Schwangerschaftsdiagnostik macht Roboter sichtbar
Die Luftblase im Innern ist überhaupt erst der Grund, dass die Mikroroboter sichtbar werden: Im Körper sind sie mit einem Ultraschallgerät auf dem Bildschirm zu sehen. Das arbeitet ähnlich wie die Geräte in der Schwangerschaftsdiagnostik, nur mit einer anderen Frequenz, um den Antrieb nicht zu beeinflussen. So kann man die winzigen Roboter im Körper sehen.

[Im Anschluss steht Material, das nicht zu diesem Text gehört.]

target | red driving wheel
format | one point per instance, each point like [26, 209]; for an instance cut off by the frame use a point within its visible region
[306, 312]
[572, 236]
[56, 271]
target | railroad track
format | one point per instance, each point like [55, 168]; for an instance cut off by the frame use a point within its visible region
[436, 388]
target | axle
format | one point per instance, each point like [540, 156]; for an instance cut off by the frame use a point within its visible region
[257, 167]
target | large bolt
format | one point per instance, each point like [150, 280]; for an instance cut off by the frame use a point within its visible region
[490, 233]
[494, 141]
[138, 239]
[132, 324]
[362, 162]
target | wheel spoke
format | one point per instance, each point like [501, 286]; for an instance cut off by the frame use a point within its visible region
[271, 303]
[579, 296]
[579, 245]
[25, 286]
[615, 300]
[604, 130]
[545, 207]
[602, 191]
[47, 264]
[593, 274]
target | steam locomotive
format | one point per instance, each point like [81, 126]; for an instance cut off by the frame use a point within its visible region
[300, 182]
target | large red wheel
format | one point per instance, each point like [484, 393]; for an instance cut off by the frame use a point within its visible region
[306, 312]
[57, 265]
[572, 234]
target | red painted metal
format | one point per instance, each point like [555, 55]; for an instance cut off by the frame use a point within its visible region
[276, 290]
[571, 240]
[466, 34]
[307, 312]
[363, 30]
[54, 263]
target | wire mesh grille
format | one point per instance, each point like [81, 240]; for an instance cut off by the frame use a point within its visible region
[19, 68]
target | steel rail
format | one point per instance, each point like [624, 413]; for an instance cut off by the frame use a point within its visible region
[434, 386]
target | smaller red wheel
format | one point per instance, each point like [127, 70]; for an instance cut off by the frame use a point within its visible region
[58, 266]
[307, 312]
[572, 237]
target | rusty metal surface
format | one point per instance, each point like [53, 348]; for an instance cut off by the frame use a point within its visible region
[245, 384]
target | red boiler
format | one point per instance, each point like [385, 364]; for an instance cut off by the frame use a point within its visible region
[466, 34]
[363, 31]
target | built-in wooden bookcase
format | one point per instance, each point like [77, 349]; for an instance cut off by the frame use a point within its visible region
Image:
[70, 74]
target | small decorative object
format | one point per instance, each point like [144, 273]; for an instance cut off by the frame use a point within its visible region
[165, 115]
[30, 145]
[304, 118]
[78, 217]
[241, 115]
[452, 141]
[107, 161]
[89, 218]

Für die Praxis noch nicht einsatzbereit
Trotzdem gibt es aber noch einige Hürden für die Zukunft: Die Massenherstellung der Mikroroboter ist mit derzeitiger Technologie noch viel zu teuer, für die Behandlungen würden schließlich Millionen von ihnen gebraucht. Außerdem verhalten sich die Roboter in Wasser anders als in Blut oder Lymphflüssigkeit. Die Präzision des Steuerns ist auch noch problematisch: Im Labor geht das schon sehr genau, am Bildschirm des Ultraschallgeräts ist das schon schwerer.
Deshalb wird es wohl noch ein paar Jahre der Forschung dauern, bis die Roboter von Amirezza Aghakhani und seinem Team durch menschliche Adern flitzen.